Josep volvió a tener fuerza y una buena dosis de suerte. Dos características que le permitieron volver a abrazarse con su hermana en el andén de la Estación de Francia y emprender su tercera vida. No sin dificultades, por su pasado republicano, logró un trabajo y formó una familia. Durante muchos años, incluso después de la muerte del dictador, guardó silencio. Ese silencio sobre el pasado que invadió España durante y después de la Transición. Ese silencio que permitió que la falsificación histórica que hizo el franquismo perdurara y perdure hasta nuestros días. Ese silencio que seguía y sigue fomentando la equidistancia entre víctimas y verdugos, la equidistancia entre personas como Josep y quienes le torturaron en León o Marruecos.

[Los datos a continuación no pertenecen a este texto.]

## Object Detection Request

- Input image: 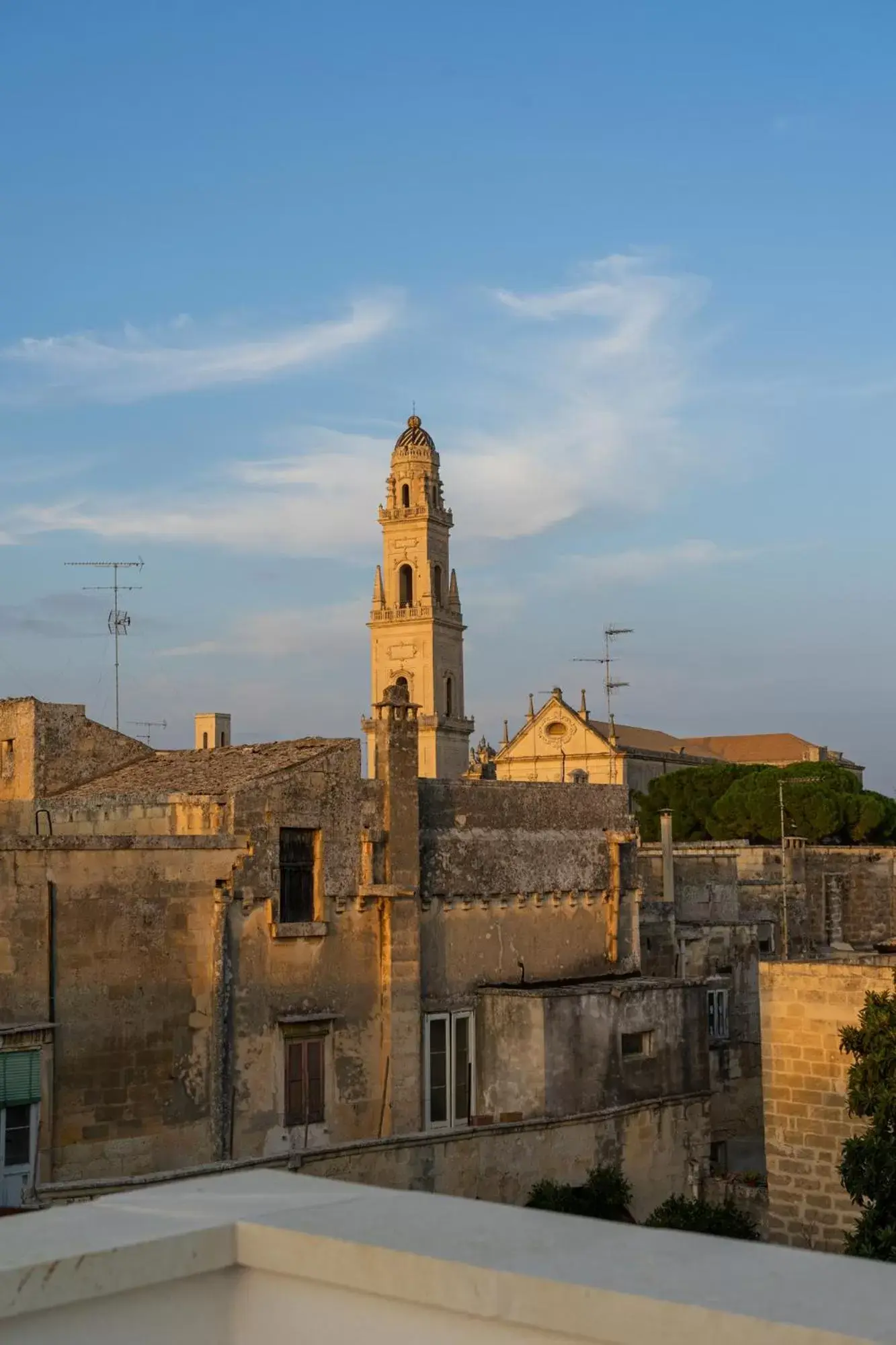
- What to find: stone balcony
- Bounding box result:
[0,1169,896,1345]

Fue en 2019, gracias en buena medida al empuje y el compromiso de su hija Montse, cuando Josep decidió contar en público la terrible historia que solo había compartido con sus más allegados. Fue entonces, con casi 100 años, cuando sintió el interés que sus experiencias despertaban, al menos, en una parte de nuestra sociedad: “España sigue dividida porque una parte de la sociedad añora el franquismo, hay un sector al que le fue todo muy bien durante la dictadura”, le confesó a nuestro compañero de elDiario.es Pol Pareja.

Ese pequeño protagonismo no buscado le acabó convirtiendo en un símbolo, al ser el último prisionero del letal campo de concentración de San Marcos que seguía con vida. Por ello se dedicó en cuerpo y alma a representar a sus compañeros ya fallecidos y a honrar su memoria. Y así asistió el pasado 8 de junio al homenaje que Paradores brindó en León a las víctimas del edificio que hoy alberga uno de sus establecimientos hoteleros. “Todo lo que le ha pasado en estos últimos dos años ha sido maravilloso —afirma su hija Montse a elDiario.es—. Es una verdadera pena y yo diría que una injusticia que sus compañeros no recibieran en vida la atención, el reconocimiento y los homenajes que le dieron a él. Mi padre tuvo la suerte de poder sentir ese cariño y eso le ha dado mucha felicidad”.

Josep Sala falleció el día que se cumplían cinco meses de ese merecido homenaje. Se marchó rodeado de su hija, su yerno, su nieto Guillem, su nuera Gimena y su querida Gladys. Pero antes de hacerlo, quiso transmitir tres ideas, tres sentimientos que marcaron su vida. El primero fue su deseo de vivir; un deseo que demostró quejándose hasta el último momento de un corazón que “solo” le había aguantado durante 102 años. La segunda fue su compromiso con sus compañeros: “Soy el último de San Marcos”, le recordó a los suyos en la habitación del hospital barcelonés. Y la tercera fue su humor y su amor infinito: “Cuando me vaya, haced un festival con whisky y queso de bola”. De poco sirvió que le recordaran que a ninguno de ellos le gustaba el whisky: “Pues, entonces, abrid una botella de cava”.